Les groupes littéraires soucieux d’être considérés dans leur ensemble, quelle que soit leur forme (cénacle, secte, académie, école), se construisent par leur discours. Ils baptisent leur entreprise collective (du groupe de l’Abbaye au Zutisme, les exemples sont nombreux et permet d’observer une tendance à se doter d’un nom en –isme, voir Boschetti, 2014), et prennent en charge, collectivement ou par la voix de l’un de leurs membres, simultanément à leur existence ou postérieurement, un discours de présentation cohésif destiné à marquer les consciences, quand il ne s’agit pas simplement de réguler l’activité du collectif (du programme à la charte, en passant par le manifeste). Dans le même temps, nombreuses sont les collectivités littéraires qui ont fait l’objet de représentations contemporaines variées, par le biais de la fiction (romans, micro-récits allant de la saynète journalistique à la physiologie parodique), du témoignage (souvenirs, mémoires, billets commémoratifs) ou de l’essai (études, synthèses), émanant d’individus ayant observé ces réalités de l’extérieur, sans véritablement y prendre part.
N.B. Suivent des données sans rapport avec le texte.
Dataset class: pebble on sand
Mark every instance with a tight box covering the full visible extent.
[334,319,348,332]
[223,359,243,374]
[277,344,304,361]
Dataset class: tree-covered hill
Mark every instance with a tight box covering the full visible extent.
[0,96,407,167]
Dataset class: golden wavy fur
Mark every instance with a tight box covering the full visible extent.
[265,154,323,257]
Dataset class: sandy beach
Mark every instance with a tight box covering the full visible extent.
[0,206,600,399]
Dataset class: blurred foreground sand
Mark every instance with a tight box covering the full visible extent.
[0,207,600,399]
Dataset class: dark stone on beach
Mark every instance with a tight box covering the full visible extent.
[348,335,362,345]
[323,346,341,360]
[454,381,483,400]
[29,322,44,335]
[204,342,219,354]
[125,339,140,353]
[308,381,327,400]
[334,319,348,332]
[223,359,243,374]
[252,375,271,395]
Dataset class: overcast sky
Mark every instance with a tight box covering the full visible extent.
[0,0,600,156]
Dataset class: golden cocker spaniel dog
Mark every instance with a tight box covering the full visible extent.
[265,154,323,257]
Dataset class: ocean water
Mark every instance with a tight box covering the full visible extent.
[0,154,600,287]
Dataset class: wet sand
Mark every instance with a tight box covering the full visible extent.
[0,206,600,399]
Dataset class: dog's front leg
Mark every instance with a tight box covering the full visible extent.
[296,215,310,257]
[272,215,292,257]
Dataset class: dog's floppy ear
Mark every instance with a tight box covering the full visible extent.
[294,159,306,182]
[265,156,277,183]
Toutes ces figurations (Gremlin, 2010) sont régies par des enjeux divers et leur mise en circulation contribue directement à nourrir l’imaginaire social d’une époque.
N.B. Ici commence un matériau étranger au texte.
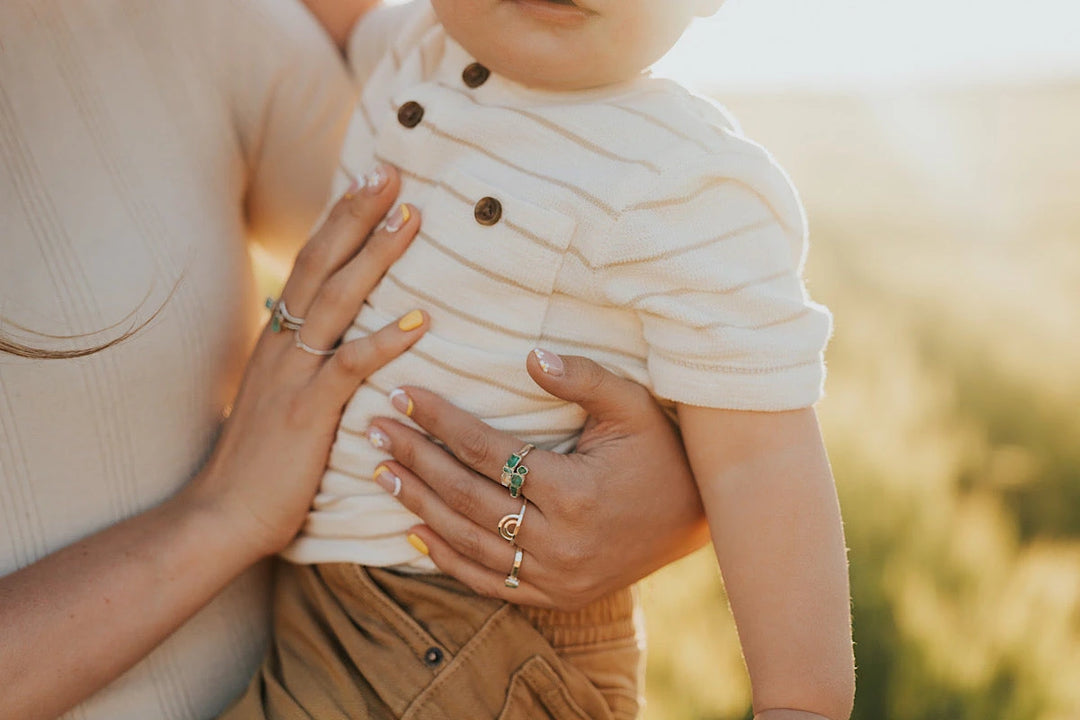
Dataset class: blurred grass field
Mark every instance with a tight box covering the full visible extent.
[645,84,1080,720]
À la notion de groupe, il convient enfin d’articuler celle de réseau, qui questionne davantage la nature d’une relation plutôt que l’ensemble auquel elle donne naissance, et permet dès lors d’étudier plus avant les relations effectives qui se tissent au sein du champ, et non les seules relations objectives (qui ne nécessitent pas forcément une interaction – Lacroix, 2003). Gisèle Sapiro (2006) suggère d’articuler théorie des champs et analyse réticulaire et propose de distinguer les types de réseaux selon leur degré d’institutionnalisation, en isolant « groupes institutionnalisés » (comme l’Académie française), « semi-institutionnalisés » (comme des revues, des clubs ou des salons) et formations aux « contours poreux et interconnexions relativement aléatoires ».